Erreurs médicales : Les victimes manifestent leur colère

Une fois n’est pas coutume. Des manifestants qui ne veulent ni d’une augmentation de salaire ni d’un statut mais d’une justice.

Ces protestataires ont décidé de révéler au grand jour leurs drames physiques et psychologiques, celui de victimes d’erreurs médicales. Ils veulent en fait retrouver leur santé et faire payer ces erreurs à leurs « bourreaux ». Pour briser le silence et dire halte à ce qu’ils qualifient « d’abattage humain », une centaine d’entre eux s’est dirigée hier vers le siège de la présidence de la République. Et même si elle a été empêchée par les forces de l’ordre d’accéder aux lieux, elle a tenu quand même à se rassembler en face du lycée Bouamama (ex-Descartes) pour crier sa détresse. « On s’est présentés au niveau des hôpitaux pour guérir un mal et non pour se retrouver invalides pour le restant de nos jours », criaient les manifestants

Chaque manifestant porte en lui les traces physiques d’une erreur médicale. Chaque visage raconte une tragédie. C’est le cas de Amina A., 33 ans. Admise au service ophtalmologie du CHU Nefissa-Hamoud (ex-Parnet) d’Hussein Dey, il y a environ une année, pour un problème de strabisme, elle en ressort 12 jours après son intervention aveugle d’un œil. Le spécialiste privé qu’elle a consulté pour un contrôle médical lui apprend que son cristallin et sa cornée lui ont été enlevés. «J’ai a été greffée avec prélèvement d’une personne décédée », dit-elle la gorge nouée. Quant aux poursuites judiciaires, elle précise que son dossier n’a toujours pas été examiné. « Je vis avec un seul œil désormais », souffle-t-elle.

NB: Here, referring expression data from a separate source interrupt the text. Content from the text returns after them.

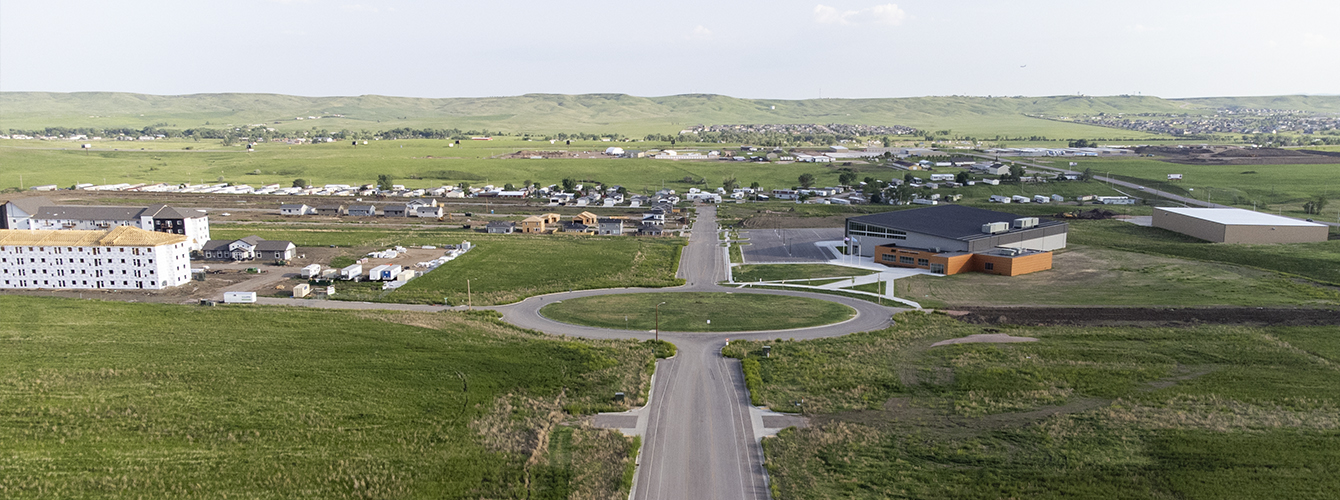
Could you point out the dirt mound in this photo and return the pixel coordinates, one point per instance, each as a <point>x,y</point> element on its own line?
<point>1240,156</point>
<point>1149,317</point>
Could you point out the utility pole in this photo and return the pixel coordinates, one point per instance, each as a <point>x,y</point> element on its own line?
<point>658,321</point>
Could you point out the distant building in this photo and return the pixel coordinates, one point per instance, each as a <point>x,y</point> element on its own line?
<point>1237,225</point>
<point>42,215</point>
<point>122,258</point>
<point>295,209</point>
<point>952,239</point>
<point>248,248</point>
<point>362,211</point>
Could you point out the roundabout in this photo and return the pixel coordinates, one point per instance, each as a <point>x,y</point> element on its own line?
<point>701,437</point>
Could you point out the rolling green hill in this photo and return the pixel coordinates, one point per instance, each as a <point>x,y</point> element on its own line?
<point>619,113</point>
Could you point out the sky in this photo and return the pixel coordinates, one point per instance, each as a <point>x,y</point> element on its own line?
<point>776,48</point>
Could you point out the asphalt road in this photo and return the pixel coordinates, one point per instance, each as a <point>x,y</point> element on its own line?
<point>788,245</point>
<point>700,436</point>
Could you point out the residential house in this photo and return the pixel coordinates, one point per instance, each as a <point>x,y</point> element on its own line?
<point>650,229</point>
<point>334,211</point>
<point>121,258</point>
<point>432,212</point>
<point>655,217</point>
<point>610,227</point>
<point>295,209</point>
<point>275,250</point>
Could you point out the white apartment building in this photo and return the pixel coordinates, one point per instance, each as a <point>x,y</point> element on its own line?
<point>122,258</point>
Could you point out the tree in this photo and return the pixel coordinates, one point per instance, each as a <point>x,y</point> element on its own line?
<point>807,180</point>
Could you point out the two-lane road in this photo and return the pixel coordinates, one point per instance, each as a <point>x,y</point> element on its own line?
<point>700,429</point>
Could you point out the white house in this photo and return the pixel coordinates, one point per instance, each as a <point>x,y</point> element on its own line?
<point>122,258</point>
<point>43,215</point>
<point>296,209</point>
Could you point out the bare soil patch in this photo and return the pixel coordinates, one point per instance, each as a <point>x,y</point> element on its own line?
<point>1240,156</point>
<point>1147,315</point>
<point>985,338</point>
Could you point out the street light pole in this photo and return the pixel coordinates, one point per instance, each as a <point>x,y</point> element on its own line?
<point>658,321</point>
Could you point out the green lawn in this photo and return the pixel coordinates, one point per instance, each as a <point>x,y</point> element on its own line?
<point>115,400</point>
<point>1086,275</point>
<point>692,311</point>
<point>772,272</point>
<point>1213,412</point>
<point>1269,186</point>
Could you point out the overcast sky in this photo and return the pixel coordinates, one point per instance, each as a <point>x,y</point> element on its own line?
<point>775,48</point>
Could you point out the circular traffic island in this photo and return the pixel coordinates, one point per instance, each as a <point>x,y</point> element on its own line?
<point>698,311</point>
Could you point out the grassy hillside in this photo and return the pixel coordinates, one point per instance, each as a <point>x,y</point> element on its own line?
<point>627,114</point>
<point>114,400</point>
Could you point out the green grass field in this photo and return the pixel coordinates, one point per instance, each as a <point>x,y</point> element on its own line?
<point>692,311</point>
<point>1100,276</point>
<point>1213,412</point>
<point>114,400</point>
<point>1319,262</point>
<point>1272,188</point>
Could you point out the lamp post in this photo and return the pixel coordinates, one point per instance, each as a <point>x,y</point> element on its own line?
<point>658,321</point>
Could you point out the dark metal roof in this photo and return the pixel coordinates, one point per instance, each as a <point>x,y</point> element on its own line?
<point>952,221</point>
<point>274,245</point>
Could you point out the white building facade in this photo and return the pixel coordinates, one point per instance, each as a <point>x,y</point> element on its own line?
<point>123,258</point>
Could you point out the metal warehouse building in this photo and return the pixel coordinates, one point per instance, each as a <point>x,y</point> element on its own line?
<point>1237,225</point>
<point>952,239</point>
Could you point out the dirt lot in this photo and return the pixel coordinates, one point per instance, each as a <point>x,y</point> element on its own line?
<point>783,221</point>
<point>1240,156</point>
<point>1146,317</point>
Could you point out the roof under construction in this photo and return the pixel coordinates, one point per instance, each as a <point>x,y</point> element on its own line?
<point>119,236</point>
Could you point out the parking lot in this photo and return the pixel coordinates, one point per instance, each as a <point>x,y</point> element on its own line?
<point>788,245</point>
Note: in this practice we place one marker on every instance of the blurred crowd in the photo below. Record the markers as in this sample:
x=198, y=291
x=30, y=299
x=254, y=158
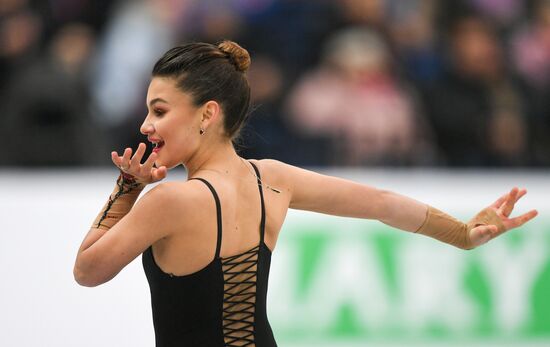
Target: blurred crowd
x=334, y=82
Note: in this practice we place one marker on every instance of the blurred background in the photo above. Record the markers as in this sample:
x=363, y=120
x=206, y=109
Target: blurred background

Hocine Timini, un jeune de 20 ans, se retrouve, lui, aujourd’hui aveugle. « Mon fils est né en bonne santé », témoigne son père qui l’accompagnait. Il y a deux ans, Hocine a ressenti une légère baisse de sa vue. Après avoir consulté un spécialiste, il a été orienté vers le CHU Mustapha Pacha pour un examen. « Mon fils a dû subir sept interventions sans aucune explication », raconte le père. Et d’ajouter : « le résident à qui on a confié l’opération lui a endommagé les deux rétines ». Une prise en charge en France confirme le diagnostic : Hocine souffre désormais de cécité. « Y a-t-il pire que de perdre la vue ? », s’interroge le père affolé.

UN BÉBÉ ÉCRASÉ PAR UN FORCEPS

Nesrine Bechari, 22 ans, est elle aussi victime d’une erreur médicale. Son drame : elle a accouché à l’hôpital de Belfort (El Harrach) par voie basse à l’aide d’un forceps. Une fausse manœuvre lui a détérioré la vessie. Aujourd’hui, Nesrine vit avec une sonde. « Je dois me rendre une fois par semaine à l’hôpital de Aïn Taya pour vider huit litres d’urines », se plaint-elle. Autre accouchement, autre drame. Mme Laguel a subi une épisiotomie plus le forceps. Conséquence : la boîte crânienne de son bébé a été gravement endommagée et son visage défiguré. Le nouveau-né décédera quelques jours plus tard. Son époux ne digère toujours pas cette épreuve. «Mon enfant était en bonne santé et devait naître normalement. Ils l’ont tué par leur incompétence », accuse-t-il. Quant à la mère, elle est suivie par un psychologue. « Elle n’arrive pas à admettre ce qui lui est arrivé», témoigne son mari. Mme Rahima N., 61 ans, vit avec un drame qu’elle porte dans sa chair. Un traitement contre la fistule recto-vaginale au niveau la clinique privée El Qods lui a dénaturé son anatomie. Aujourd’hui elle souffre terriblement. « Mes besoins naturels sont évacués par une seule conduite », dit-elle confuse. Les erreurs médicales ne se limitent pas seulement à des opérations qui semblent, a priori, complexes.

Parfois une simple fracture peut devenir fatale. Djamel Kateb en est une victime. S’étant présenté aux services des urgences de l’hôpital de Bechar, il a attendu presque toute la journée pour être soigné. Quelques jours après, sa blessure dégageait une odeur nauséabonde. De retour à l’hôpital, le médecin a constaté une gangrène. Son bras lui a été amputé. « Une blessure mal soignée a fait de lui une personne infirme », s’insurge sa belle-sœur.

Selon Djamel, les patients victimes d’erreurs médicales ne cherchent pas d’indemnisation mais veulent retrouver leur santé. « La plupart des médecins ayant commis des erreurs sont des résidents à qui on a confié de lourdes tâches sans qu’ils soient assistés par un professeur », a-t-il révélé. Pour lui, l’ensemble de ces victimes appelle à la sanction de ces médecins.